Minor league affiliations
- Class: Class D
- League: Kentucky–Illinois–Tennessee League

Major league affiliations
- Team: Unaffiliated

Minor league titles
- League titles (0): None

Team data
- Name: Springfield Blanket Makers
- Ballpark: Unknown

= Springfield Blanket Makers =

The Springfield Blanket Makers were a Minor League Baseball team that played in the Class D Kentucky–Illinois–Tennessee League (KITTY League) in 1923. They were located in Springfield, Tennessee.

After their scheduled May 15 season opener was rained out, Springfield lost the next day's game to the Hopkinsville Hoppers, 7–2. They closed out the first half with an 8–7 home loss to the Mayfield Pantsmakers on July 7. They finished last of eight teams with a 14–36 (.280) record.

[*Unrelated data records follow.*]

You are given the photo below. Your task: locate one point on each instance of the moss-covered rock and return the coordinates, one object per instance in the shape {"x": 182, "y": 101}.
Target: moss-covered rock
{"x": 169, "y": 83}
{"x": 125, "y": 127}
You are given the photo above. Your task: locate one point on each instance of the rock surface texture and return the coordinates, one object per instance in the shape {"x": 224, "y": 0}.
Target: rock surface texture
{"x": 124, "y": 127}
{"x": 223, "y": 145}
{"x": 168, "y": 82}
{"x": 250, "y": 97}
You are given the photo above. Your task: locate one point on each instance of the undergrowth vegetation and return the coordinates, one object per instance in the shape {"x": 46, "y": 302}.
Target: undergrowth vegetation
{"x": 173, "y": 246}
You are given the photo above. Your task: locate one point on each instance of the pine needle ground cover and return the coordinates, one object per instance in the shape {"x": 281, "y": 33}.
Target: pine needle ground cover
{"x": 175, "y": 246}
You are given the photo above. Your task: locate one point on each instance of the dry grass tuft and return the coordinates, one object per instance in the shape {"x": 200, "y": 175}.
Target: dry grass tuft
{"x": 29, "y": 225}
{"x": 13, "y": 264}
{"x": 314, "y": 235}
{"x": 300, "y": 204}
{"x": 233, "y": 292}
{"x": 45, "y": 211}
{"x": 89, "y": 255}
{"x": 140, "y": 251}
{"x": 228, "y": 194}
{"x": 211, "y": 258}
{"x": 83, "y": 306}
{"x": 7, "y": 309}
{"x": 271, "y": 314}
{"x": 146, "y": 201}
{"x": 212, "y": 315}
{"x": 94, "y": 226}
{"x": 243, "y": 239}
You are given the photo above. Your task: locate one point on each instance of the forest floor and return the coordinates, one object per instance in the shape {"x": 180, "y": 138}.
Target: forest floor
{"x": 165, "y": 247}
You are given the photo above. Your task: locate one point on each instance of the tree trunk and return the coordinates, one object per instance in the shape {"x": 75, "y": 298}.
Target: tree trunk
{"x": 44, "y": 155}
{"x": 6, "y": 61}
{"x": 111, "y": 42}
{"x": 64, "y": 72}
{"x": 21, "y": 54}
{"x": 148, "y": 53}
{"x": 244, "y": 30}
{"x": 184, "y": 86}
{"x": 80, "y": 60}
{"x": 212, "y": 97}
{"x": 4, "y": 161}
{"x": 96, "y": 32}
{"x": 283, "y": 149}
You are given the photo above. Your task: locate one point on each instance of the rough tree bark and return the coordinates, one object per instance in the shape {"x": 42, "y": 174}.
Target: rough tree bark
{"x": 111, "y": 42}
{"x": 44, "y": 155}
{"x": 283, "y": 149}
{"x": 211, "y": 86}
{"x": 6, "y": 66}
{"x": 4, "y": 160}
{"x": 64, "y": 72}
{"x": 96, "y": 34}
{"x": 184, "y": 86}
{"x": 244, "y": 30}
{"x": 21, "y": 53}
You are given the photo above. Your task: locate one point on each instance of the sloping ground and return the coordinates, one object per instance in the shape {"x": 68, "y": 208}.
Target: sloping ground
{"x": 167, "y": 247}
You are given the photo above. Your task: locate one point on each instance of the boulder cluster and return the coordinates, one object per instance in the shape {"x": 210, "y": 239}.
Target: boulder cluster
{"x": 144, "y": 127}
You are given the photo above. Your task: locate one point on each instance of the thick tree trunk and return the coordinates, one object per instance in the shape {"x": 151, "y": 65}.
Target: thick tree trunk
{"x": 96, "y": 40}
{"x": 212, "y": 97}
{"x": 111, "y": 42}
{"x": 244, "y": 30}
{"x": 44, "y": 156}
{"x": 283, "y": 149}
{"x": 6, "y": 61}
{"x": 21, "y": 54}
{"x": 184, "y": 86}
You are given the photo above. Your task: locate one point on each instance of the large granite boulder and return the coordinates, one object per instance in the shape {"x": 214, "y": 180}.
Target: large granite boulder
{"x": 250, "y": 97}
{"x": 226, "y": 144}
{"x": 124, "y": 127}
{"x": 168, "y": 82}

On July 9, just before the start of the second half, Springfield surrendered its franchise to the league due to poor finances and an inability to raise funds. The league hoped to place the team in another Tennessee city, either Clarksville, Jackson, or Milan. On July 19, ten games into the second half, the franchise was taken over by Milan and nearby Trenton as the Milan-Trenton Twins. At the end of the second half, the Twins placed fifth with a record of 21–22 (.488).